Il 26 novembre il direttore di Avvenire scrive un altro editoriale sulla vicenda (da Avvenire). Interviene anche il ministro Sacconi: «Da cittadino e parlamentare non posso che desiderare che abbiano voce quella moltitudine di persone che curano amorevolmente altri soggetti che, pur in una condizione di grave fragilità, hanno bisogno di essere incoraggiati a riconoscere il valore della vita anche in quella terribile condizione». Intanto gli incontri tra il direttore generale della Rai, Mauro Masi, e il direttore della terza rete, Paolo Ruffini, si susseguono (da Avvenire, Sacconi: dare voce ai malati. Ma da Fazio arriva un altro «no»).

Il 27 novembre i due laicisti Fazio e Saviano permangono nel resistere al parere ufficiale del Consiglio d’amministrazione dell’azienda (pubblica) che permette loro di andare in onda. Altri incontri tra il direttore generale della Rai Mauro Masi e il direttore di Raitre Paolo Ruffini (da Avvenire: Il Cda Rai: parlino i malati. Fazio & Saviano si rifiutano).

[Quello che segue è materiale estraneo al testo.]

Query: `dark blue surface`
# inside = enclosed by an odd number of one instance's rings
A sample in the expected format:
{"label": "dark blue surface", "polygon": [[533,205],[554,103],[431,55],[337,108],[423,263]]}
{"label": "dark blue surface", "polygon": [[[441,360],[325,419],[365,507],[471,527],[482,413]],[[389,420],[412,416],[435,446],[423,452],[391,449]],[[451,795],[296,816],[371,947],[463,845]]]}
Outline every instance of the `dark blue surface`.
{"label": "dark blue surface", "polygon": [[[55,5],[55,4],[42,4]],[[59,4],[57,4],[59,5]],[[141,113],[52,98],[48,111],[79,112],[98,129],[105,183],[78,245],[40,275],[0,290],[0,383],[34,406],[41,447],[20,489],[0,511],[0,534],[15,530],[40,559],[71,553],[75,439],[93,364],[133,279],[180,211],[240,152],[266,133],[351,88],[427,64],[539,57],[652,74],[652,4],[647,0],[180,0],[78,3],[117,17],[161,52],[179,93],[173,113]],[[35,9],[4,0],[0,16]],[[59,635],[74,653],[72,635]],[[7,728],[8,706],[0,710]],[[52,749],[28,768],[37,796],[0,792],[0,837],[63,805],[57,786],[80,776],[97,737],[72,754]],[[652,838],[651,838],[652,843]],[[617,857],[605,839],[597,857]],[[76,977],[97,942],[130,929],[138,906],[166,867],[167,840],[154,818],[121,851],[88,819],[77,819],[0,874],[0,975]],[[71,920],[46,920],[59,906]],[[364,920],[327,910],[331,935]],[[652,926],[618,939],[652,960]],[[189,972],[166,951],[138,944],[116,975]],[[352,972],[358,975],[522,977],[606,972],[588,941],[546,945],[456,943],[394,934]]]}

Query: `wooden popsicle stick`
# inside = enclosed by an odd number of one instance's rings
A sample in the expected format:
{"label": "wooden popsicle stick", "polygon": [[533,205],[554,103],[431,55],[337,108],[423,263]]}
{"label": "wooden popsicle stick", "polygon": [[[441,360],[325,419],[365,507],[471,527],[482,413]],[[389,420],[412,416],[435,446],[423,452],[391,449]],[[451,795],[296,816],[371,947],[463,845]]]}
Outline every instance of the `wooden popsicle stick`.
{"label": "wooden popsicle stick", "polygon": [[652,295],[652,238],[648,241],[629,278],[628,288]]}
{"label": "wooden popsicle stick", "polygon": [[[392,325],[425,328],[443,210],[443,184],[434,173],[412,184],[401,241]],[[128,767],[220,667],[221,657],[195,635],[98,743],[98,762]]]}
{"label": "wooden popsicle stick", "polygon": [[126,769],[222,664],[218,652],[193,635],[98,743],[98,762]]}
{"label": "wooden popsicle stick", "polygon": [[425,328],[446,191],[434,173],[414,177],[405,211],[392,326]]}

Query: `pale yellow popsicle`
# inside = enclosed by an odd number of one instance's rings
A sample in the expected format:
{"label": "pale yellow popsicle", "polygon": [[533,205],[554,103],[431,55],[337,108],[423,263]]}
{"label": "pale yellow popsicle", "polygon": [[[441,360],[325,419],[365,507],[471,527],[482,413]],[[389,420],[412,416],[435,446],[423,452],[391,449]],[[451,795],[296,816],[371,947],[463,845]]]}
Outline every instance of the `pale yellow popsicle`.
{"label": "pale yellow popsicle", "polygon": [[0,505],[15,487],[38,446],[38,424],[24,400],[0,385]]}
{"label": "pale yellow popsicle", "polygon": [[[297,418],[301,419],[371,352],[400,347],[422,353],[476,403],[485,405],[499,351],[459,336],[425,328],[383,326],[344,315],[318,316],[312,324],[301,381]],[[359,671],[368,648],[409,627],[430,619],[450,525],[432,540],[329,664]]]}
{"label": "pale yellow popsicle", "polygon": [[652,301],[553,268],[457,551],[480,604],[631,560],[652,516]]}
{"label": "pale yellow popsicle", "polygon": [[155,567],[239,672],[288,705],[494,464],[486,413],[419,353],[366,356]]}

Il 28 novembre interviene anche il noto scrittore Ferdinando Camon: «Finora la trasmissione aveva la forza d’urto di una verità che voleva apparire tale per tutti. Da questo momento la loro verità si presenta come limitata, partigiana, una porzione di verità» (da Avvenire). Enrico Gasbarra, deputato PD, invia una sua riflessione sulla questione al direttore di Avvenire (da Avvenire), stessa cosa la fa Eugenia Roccella, sottosegretario alla Salute, informando il direttore che «ieri il Consiglio dei ministri ha istituito la Giornata nazionale degli stati vegetativi, scegliendo la data del 9 febbraio, giorno della morte di Eluana Englaro» (da Avvenire).